Topiramate is quickly absorbed after oral use. Most of the drug (70%) is excreted in the urine unchanged. The remainder is extensively metabolized by hydroxylation, hydrolysis, and glucuronidation. Six metabolites have been identified in humans, none of which constitutes more than 5% of an administered dose.

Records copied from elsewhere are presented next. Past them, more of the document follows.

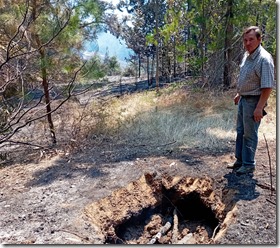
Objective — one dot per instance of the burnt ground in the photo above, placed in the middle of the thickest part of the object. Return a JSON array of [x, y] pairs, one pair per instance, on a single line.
[[51, 197]]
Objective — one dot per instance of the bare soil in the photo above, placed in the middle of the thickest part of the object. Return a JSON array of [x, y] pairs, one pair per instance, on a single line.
[[48, 202], [120, 193]]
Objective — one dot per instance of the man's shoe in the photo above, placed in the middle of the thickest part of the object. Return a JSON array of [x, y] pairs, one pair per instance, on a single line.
[[245, 170], [235, 165]]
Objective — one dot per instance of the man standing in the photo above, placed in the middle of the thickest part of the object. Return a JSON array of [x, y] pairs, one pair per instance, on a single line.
[[254, 86]]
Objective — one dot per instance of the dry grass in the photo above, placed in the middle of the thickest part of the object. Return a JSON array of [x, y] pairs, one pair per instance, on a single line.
[[201, 119], [192, 119]]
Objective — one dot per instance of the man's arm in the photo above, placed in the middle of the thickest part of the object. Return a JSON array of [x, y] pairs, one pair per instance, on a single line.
[[258, 113]]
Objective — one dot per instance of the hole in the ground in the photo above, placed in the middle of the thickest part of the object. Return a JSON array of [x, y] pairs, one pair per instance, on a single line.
[[193, 217], [160, 211]]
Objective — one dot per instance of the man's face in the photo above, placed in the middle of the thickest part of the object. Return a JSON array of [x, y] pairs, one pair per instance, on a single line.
[[250, 41]]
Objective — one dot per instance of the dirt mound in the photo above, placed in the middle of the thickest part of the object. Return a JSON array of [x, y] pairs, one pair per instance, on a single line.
[[163, 210]]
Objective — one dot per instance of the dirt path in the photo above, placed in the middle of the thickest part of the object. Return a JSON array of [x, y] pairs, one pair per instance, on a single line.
[[44, 202]]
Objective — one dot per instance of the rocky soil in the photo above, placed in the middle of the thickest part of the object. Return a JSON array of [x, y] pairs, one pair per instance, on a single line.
[[44, 202]]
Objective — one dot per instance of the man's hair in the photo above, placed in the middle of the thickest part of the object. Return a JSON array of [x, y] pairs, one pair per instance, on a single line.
[[255, 28]]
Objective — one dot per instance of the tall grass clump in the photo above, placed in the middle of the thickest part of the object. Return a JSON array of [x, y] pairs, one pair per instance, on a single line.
[[180, 117]]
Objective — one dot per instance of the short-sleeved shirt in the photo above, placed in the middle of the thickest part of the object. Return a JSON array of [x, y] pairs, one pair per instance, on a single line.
[[256, 72]]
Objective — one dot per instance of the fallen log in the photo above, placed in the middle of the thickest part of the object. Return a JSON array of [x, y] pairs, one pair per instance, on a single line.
[[174, 238]]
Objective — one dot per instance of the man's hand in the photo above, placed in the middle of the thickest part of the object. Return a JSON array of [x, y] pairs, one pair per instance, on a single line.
[[236, 99], [258, 114]]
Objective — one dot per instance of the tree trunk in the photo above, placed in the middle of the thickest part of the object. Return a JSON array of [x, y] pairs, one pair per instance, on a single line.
[[46, 89], [227, 48]]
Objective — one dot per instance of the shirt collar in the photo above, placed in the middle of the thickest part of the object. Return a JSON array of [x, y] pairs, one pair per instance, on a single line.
[[255, 53]]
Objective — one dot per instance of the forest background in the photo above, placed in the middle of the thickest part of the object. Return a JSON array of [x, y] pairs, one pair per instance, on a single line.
[[75, 126]]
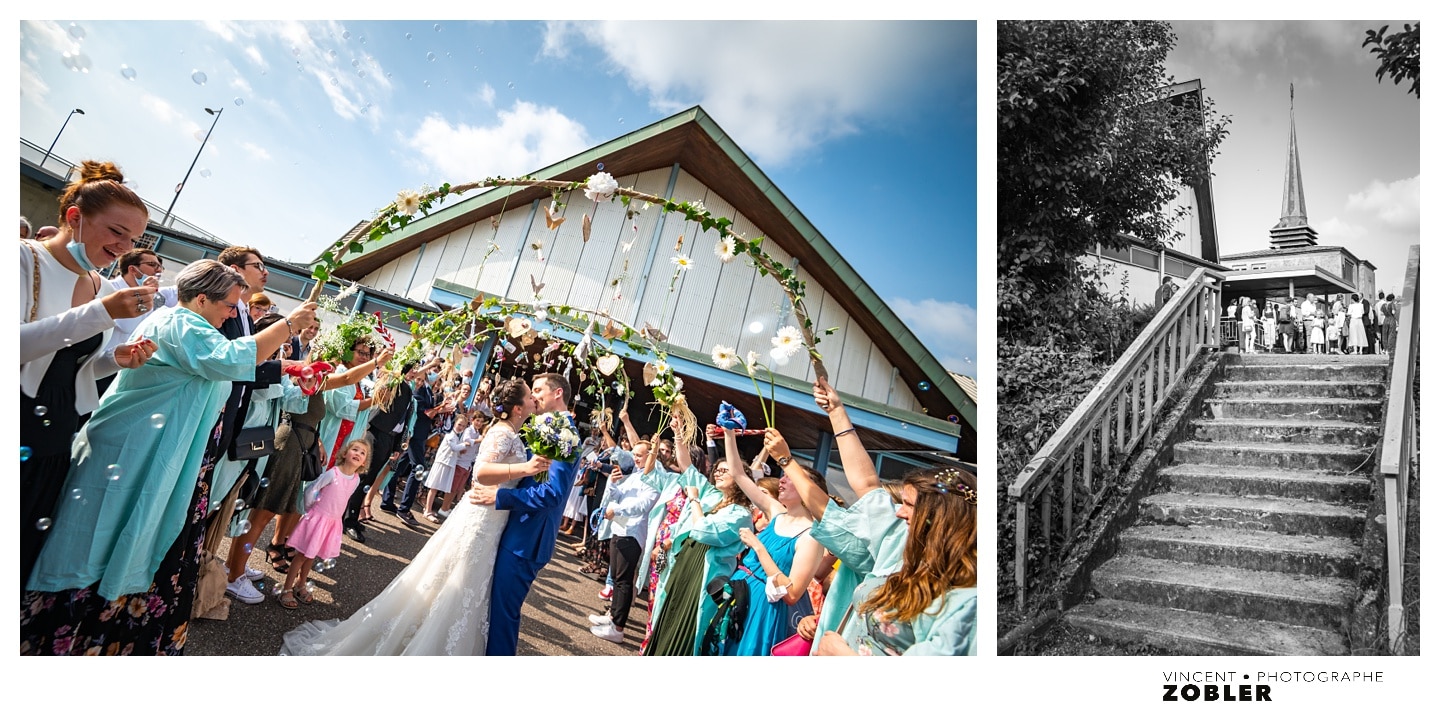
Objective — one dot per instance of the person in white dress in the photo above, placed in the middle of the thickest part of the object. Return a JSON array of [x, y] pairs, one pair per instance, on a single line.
[[439, 604]]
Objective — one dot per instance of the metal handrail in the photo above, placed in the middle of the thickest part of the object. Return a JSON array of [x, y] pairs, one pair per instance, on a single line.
[[1398, 444], [1119, 411]]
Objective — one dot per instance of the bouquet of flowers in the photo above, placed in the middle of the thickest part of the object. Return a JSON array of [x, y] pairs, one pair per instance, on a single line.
[[550, 435]]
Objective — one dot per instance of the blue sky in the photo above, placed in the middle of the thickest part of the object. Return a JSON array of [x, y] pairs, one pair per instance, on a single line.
[[1360, 140], [867, 127]]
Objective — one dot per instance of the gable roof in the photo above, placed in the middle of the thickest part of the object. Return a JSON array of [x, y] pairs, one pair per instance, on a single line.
[[697, 144]]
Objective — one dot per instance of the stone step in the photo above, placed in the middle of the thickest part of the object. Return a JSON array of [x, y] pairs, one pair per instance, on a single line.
[[1331, 458], [1233, 548], [1200, 633], [1285, 431], [1303, 389], [1309, 368], [1308, 486], [1360, 411], [1253, 513], [1314, 602]]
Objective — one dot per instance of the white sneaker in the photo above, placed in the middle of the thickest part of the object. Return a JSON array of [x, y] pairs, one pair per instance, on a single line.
[[608, 633], [244, 591]]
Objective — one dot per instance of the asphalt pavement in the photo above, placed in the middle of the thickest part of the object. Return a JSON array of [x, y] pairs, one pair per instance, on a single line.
[[553, 621]]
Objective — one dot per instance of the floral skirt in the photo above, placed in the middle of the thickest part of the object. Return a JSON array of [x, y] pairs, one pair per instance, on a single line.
[[151, 623]]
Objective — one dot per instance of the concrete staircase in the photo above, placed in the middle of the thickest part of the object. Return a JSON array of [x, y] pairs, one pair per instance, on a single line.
[[1249, 543]]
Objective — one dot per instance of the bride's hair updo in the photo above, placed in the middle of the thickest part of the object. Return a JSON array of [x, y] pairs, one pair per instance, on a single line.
[[506, 396]]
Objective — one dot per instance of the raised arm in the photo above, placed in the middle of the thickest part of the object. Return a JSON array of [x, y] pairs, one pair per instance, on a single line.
[[742, 477], [860, 468]]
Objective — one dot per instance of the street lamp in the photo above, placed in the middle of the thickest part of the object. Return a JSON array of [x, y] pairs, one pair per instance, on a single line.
[[180, 186], [58, 136]]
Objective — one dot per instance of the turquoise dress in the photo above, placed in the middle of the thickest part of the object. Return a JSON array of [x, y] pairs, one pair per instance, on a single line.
[[137, 460], [765, 623], [870, 539]]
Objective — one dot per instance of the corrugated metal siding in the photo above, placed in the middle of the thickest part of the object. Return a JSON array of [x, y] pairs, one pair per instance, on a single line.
[[736, 283], [877, 375], [655, 293]]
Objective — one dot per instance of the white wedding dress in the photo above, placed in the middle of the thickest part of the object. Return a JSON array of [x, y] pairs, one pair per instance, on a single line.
[[439, 604]]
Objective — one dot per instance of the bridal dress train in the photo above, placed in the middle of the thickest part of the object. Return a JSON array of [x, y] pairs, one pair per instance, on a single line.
[[439, 604]]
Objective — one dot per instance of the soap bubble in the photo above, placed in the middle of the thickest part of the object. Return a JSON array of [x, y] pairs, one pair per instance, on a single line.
[[77, 61]]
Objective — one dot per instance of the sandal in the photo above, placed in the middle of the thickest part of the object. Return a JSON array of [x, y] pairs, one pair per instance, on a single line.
[[278, 558]]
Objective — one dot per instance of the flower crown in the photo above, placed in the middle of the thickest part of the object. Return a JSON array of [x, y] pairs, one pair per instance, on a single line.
[[951, 481]]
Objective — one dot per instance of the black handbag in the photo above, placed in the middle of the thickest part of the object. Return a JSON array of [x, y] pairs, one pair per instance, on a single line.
[[252, 444]]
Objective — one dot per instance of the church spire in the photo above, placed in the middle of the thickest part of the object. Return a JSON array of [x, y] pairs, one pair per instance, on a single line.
[[1293, 228]]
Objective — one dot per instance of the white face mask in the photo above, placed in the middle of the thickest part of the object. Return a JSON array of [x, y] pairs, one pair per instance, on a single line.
[[77, 248]]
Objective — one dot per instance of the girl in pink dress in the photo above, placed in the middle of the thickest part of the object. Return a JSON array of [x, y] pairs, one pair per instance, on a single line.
[[320, 530]]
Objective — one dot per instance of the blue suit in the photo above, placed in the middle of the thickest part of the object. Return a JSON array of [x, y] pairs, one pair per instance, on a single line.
[[524, 548]]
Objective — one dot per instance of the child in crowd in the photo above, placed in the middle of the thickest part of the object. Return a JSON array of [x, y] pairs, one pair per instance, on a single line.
[[442, 474], [318, 532]]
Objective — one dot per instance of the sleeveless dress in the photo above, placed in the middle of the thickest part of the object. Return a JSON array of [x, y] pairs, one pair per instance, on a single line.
[[439, 604], [765, 623]]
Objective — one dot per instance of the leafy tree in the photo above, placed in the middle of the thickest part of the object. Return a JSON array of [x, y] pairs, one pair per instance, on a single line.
[[1090, 146], [1398, 55]]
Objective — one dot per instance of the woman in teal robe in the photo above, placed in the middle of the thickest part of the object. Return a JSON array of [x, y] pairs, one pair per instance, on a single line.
[[118, 572], [704, 546]]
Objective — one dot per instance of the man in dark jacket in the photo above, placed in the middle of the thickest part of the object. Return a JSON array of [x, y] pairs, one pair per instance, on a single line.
[[411, 468]]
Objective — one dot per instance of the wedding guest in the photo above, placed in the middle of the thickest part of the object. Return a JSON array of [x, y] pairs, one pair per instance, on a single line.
[[118, 574], [918, 595], [704, 546], [318, 533], [66, 323]]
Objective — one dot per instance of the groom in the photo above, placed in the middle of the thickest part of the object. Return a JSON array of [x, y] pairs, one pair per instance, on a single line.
[[529, 538]]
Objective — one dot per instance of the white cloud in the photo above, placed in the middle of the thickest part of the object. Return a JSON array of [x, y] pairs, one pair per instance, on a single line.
[[255, 151], [778, 88], [523, 140], [945, 326], [1337, 229], [1396, 203]]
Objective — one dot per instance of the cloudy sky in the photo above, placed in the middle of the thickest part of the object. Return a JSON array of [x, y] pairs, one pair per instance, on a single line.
[[1360, 140], [867, 127]]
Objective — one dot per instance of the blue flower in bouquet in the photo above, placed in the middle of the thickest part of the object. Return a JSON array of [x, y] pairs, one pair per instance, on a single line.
[[550, 435]]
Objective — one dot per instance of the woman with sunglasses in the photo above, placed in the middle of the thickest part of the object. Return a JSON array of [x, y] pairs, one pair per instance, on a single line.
[[118, 572]]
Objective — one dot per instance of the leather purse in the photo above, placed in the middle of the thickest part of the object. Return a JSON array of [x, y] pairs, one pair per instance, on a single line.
[[252, 444]]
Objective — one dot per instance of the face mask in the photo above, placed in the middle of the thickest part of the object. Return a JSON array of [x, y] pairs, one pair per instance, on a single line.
[[77, 248]]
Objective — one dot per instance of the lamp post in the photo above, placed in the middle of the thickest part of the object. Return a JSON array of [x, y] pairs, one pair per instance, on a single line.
[[180, 186], [58, 136]]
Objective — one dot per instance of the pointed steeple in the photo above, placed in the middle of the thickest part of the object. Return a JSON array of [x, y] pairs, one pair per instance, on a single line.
[[1293, 228]]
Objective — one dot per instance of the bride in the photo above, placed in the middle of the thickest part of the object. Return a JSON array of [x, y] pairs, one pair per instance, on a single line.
[[439, 604]]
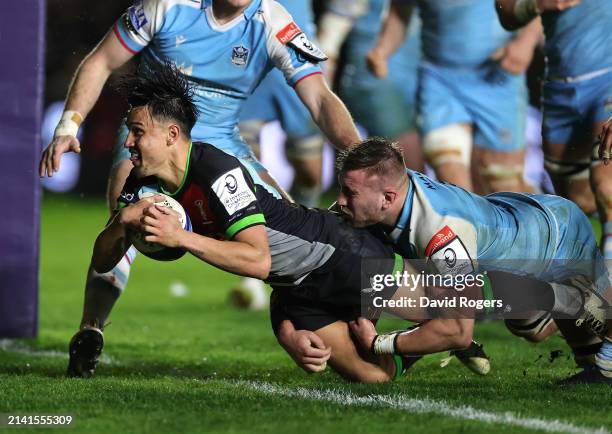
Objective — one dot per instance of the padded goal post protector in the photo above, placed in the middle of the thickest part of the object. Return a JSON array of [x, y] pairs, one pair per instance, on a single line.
[[22, 44]]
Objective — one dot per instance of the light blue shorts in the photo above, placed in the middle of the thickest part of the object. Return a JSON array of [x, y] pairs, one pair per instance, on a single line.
[[273, 100], [572, 109], [492, 100]]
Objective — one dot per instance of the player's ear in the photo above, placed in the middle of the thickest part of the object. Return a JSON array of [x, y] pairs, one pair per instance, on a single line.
[[389, 198], [174, 132]]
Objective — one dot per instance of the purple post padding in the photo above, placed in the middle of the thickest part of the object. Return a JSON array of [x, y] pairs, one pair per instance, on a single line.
[[22, 36]]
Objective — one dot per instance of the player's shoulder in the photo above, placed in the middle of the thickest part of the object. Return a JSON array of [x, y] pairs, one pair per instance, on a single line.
[[167, 4], [209, 162]]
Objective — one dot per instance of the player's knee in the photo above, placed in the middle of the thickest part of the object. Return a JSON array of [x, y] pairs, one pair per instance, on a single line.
[[458, 333], [369, 376], [117, 278], [535, 329], [450, 144], [503, 177]]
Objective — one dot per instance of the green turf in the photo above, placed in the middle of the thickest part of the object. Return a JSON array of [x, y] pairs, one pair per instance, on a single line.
[[182, 364]]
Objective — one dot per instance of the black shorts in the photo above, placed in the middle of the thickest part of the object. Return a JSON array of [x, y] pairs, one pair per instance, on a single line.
[[338, 290]]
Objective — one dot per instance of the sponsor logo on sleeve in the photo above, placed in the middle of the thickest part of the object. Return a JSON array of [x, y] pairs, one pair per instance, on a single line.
[[304, 46], [440, 239], [240, 55], [233, 191], [288, 32], [448, 254], [453, 258], [137, 15]]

Several cellular targets have been proposed to be relevant to the therapeutic activity of topiramate. These include (1) voltage-gated sodium channels; (2) high-voltage-activated calcium channels; (3) GABA-A receptors; (4) AMPA/kainate receptors; and (5) carbonic anhydrase isoenzymes. There is evidence that topiramate may alter the activity of its targets by modifying their phosphorylation state instead of by a direct action. The effect on sodium channels could be of particular relevance for seizure protection. Although topiramate does inhibit high-voltage-activated calcium channels, the relevance to clinical activity is uncertain. Effects on specific GABA-A receptor isoforms could also contribute to the antiseizure activity of the drug. Topiramate selectively inhibits cytosolic (type II) and membrane associated (type IV) forms of carbonic anhydrase. The action on carbonic anhydrase isoenzymes may contribute to the drug’s side-effects, including its propensity to cause metabolic acidosis and calcium phosphate kidney stones.
Topiramate inhibits maximal electroshock and pentylenetetrazol-induced seizures as well as partial and secondarily generalized tonic-clonic seizures in the kindling model, findings predictive of a broad spectrum of activities clinically. Its action on mitochondrial permeability transition pores has been proposed as a mechanism.
While many anticonvulsants have been associated with apoptosis in young animals, animal experiments have found that topiramate is one of the very few anticonvulsants [see: levetiracetam, carbamazepine, lamotrigine] that do not induce apoptosis in young animals at doses needed to produce an anticonvulsant effect.
Detection in body fluids
Blood, serum, or plasma topiramate concentrations may be measured using immunoassay or chromatographic methods to monitor therapy, confirm a diagnosis of poisoning in hospitalized patients, or to assist in a medicolegal death investigation. Plasma levels are usually less than 10 mg/L during therapeutic administration, but can range from 10–150 mg/L in overdose victims.
Topiramate was discovered in 1979 by Bruce E. Maryanoff and Joseph F. Gardocki during their research work at McNeil Pharmaceuticals. The commercial usage of Topiramate began in 1996. Mylan Pharmaceuticals was granted final approval by the FDA for the sale of generic topiramate in the United States and the generic version was made available in September 2006. The last patent for topiramate in the U.S. was for use in children and expired on February 28, 2009.